August 19, 2025 — Record Resources (TSX-V: REC) reports that it has ended the LIFE and Flow-Through Share Offering of its previously announced non-brokered (see April 29, 2025 news release).
The company announces that it has a new LIFE offering on the same terms as the one previously announced and consists of 10,500,000 units at a price of $0.05 per unit for gross proceeds of up to $525,000. The offering has been structured to take advantage of the listed issuer financing exemption (LIFE) whereby securities of the company issued pursuant to the offering will be freely tradeable equity securities not subject to any hold period.
Each unit consists of one common share and one share purchase warrant of the company. Each whole warrant is exercisable at a price of $0.07 per share for a period of 24 months following the closing of the offering. The company intends to use the net proceeds from the offering for exploration and evaluation of the company’s properties and for general working capital.
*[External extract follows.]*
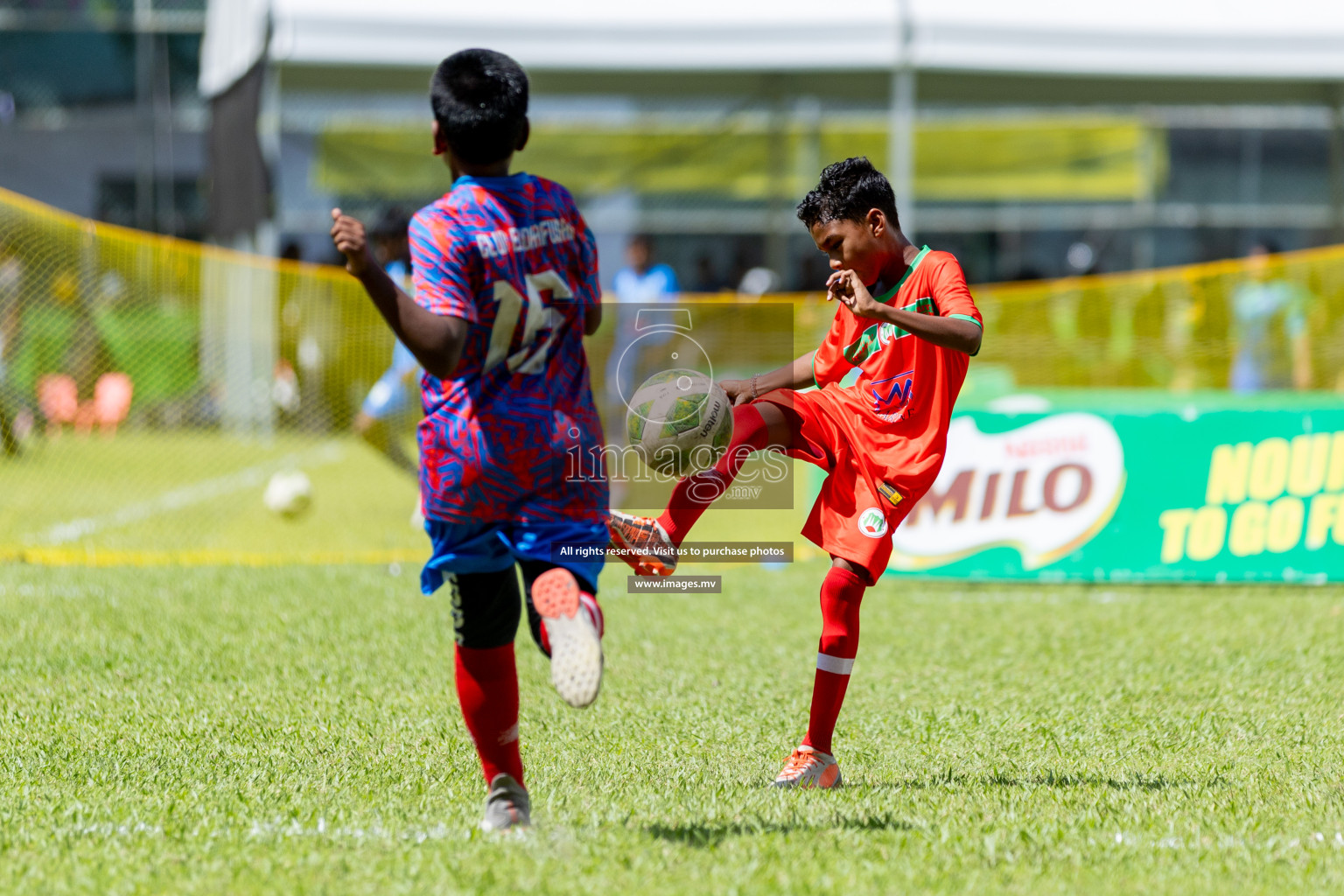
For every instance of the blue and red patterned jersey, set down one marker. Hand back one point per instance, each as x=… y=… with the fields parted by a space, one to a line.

Subject to compliance with applicable regulatory requirements and in accordance with National Instrument 45-106 – Prospectus Exemptions (“NI 45-106”), the offering is being made to purchasers resident in each of the Provinces of Canada pursuant to the listed issuer financing exemption under Part 5A of NI 45-106 (the “Exemption”). The securities offered under the Exemption will not be subject to a hold period in accordance with applicable Canadian securities laws. There is an offering document (the “Offering Document”) related to the Offering that can be accessed under the Company’s profile at www.sedarplus.ca and on the company’s website at: www.recordgoldcorp.com. Prospective investors should read this Offering Document before making an investment decision.
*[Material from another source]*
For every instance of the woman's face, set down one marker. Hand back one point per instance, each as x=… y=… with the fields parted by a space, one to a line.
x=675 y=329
Record also announces that the closing of the first tranche of its LIFE Offering raised totals proceeds of $40,000 through the issuance of 800,000 Units. Each Unit, priced at $0.05 consisted of one common share and one share purchase warrant of the company. Each warrant is exercisable at a price of $0.07 per share for a period of 24 months following the closing of the Offering.
There were two participants in the LIFE Offering, including a company director.
Completion of the offering is subject to certain conditions including the receipt of all necessary regulatory approvals including the TSX Venture Exchange. The company reports that, following the close of this financing, it will have 113,864,854 shares outstanding. No commission or fees were paid in connection with this financing.
In other news, the company announces that it is not pursuing the option agreement for the Lorrain hydrogen property. (see April 24, 2025 news release).